一時保護は感情で決まる制度ではありません。
その根拠は児童福祉法第33条にあります。
しかし条文をそのまま読むと、ある重要な特徴に気づきます。
それは判断基準が極めて抽象的であることです。
今回は条文を分解しながら制度の設計と現場運用のギャップを整理します。
児童福祉法33条は児童相談所長が
「必要があると認めるとき」児童を一時保護できると定めています。
ここで重要なのは
「必要があると認めるとき」
「児童の福祉を害するおそれ」
「緊急の必要」
という文言です。
どれも具体的な数値基準や明確な定義はありません。
「必要があると認めるとき」とは誰が認めるのか。
実務上は現場判断です。
つまり判断は現場の裁量に委ねられているという設計です。
「福祉を害するおそれ」は「害した」ではなく「おそれ」です。
これは極めて広い概念であり、確定的な危険ではなく可能性の段階でも対象になる構造になっています。
一方で条文は「緊急の必要」も要件にしています。
理論上は危険の程度や時間的切迫性が判断材料になるはずです。
整理すると33条は子どもの安全を最優先し
危険の可能性段階でも介入可能できて
現場裁量が広いという安全側設計になっています。
これは重大事故を防ぐための合理的設計です。
しかし問題は条文そのものではありません。
問題は抽象性と裁量の広さ、そして説明の不足にあります。
条文が抽象的であるため判断の幅が広くなり、同じ状況でも判断が分かれる可能性が生まれます。
私のケースでは後に不起訴となりました。
それでも一時保護は実施、継続されました。
ここで生じた疑問は「おそれ」の評価はどの基準で行われたのかという点です。
条文上は可能でも、説明がなければ納得は生まれません。
制度上の正当性と当事者の納得感は別問題です。
一時保護は必要な制度ですが、判断基準が明文化されていないことや地域差、事後検証の見えにくさが重なると当事者には恣意的に見える状況が生まれます。

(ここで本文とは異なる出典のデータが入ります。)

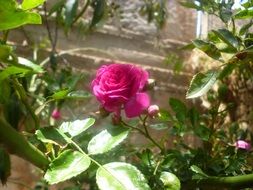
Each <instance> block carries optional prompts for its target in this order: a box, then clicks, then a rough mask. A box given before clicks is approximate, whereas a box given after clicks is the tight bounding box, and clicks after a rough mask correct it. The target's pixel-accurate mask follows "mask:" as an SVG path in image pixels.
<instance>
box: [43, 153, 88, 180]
mask: <svg viewBox="0 0 253 190" xmlns="http://www.w3.org/2000/svg"><path fill="white" fill-rule="evenodd" d="M90 163H91V161H90V158H89V157H88V156H86V155H84V154H82V153H81V152H79V151H71V150H66V151H64V152H63V153H61V154H60V155H59V156H58V157H57V158H56V159H55V160H53V162H52V163H50V165H49V168H48V169H47V171H46V173H45V176H44V179H45V180H46V181H47V182H48V183H49V184H55V183H59V182H61V181H65V180H67V179H71V178H72V177H75V176H77V175H79V174H81V173H82V172H84V171H85V170H86V169H87V168H88V167H89V166H90Z"/></svg>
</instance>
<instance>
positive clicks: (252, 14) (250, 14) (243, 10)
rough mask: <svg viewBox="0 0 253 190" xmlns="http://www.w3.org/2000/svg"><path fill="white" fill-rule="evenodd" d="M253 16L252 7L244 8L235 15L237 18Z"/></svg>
mask: <svg viewBox="0 0 253 190" xmlns="http://www.w3.org/2000/svg"><path fill="white" fill-rule="evenodd" d="M252 17H253V10H252V9H244V10H241V11H239V12H237V13H236V14H235V15H234V18H235V19H251V18H252Z"/></svg>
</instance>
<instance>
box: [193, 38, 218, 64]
mask: <svg viewBox="0 0 253 190" xmlns="http://www.w3.org/2000/svg"><path fill="white" fill-rule="evenodd" d="M192 43H193V45H194V46H195V47H196V48H198V49H200V50H201V51H203V52H205V53H206V54H207V55H208V56H209V57H211V58H213V59H216V60H219V59H220V57H221V53H220V51H219V50H218V48H217V47H216V46H215V45H214V44H212V43H210V42H206V41H203V40H198V39H196V40H193V42H192Z"/></svg>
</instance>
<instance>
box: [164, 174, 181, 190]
mask: <svg viewBox="0 0 253 190" xmlns="http://www.w3.org/2000/svg"><path fill="white" fill-rule="evenodd" d="M160 180H161V181H162V182H163V184H164V187H165V190H180V187H181V185H180V181H179V179H178V178H177V176H176V175H174V174H173V173H170V172H162V173H161V176H160Z"/></svg>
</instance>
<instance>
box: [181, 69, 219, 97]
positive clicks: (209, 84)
mask: <svg viewBox="0 0 253 190" xmlns="http://www.w3.org/2000/svg"><path fill="white" fill-rule="evenodd" d="M218 75H219V72H218V71H211V70H210V71H208V72H206V73H198V74H196V75H195V76H194V77H193V79H192V81H191V84H190V87H189V89H188V91H187V94H186V98H188V99H190V98H197V97H199V96H202V95H204V94H205V93H206V92H207V91H208V90H209V89H210V88H212V86H213V85H214V83H215V82H216V79H217V77H218Z"/></svg>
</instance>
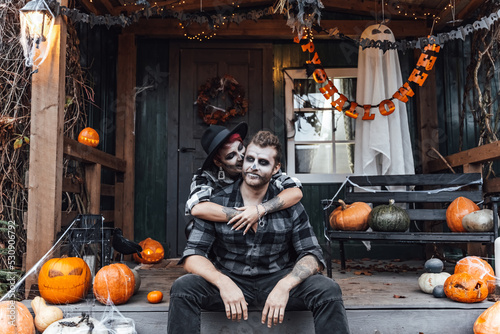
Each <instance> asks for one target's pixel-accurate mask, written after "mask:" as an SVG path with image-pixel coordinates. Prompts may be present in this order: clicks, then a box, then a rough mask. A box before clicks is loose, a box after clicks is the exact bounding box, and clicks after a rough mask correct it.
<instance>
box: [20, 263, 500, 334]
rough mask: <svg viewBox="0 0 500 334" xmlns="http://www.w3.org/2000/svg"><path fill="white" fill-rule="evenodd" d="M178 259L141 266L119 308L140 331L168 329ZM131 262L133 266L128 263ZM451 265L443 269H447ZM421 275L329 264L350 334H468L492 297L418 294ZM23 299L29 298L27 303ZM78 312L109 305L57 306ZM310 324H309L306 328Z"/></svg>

さらに一時保護所には定員があり、人員も限られています。
抽象的裁量で安全側に倒れ続ければ資源は圧迫されますが、介入が遅れれば重大事案になる可能性もあります。
現場はこの板挟みにあります。
本質は条文の存在ではなく、判断理由の明確化、記録の開示、第三者検証、事後評価の透明性にあります。
条文は合理的設計ですが、その抽象性ゆえに運用次第で当事者との間にギャップが生まれま
す。
一時保護は子どもの安全を守るために必要な制度です。
だからこそ
その運用は検証可能で透明でなければならない。
それが当事者からの現実的な提起です。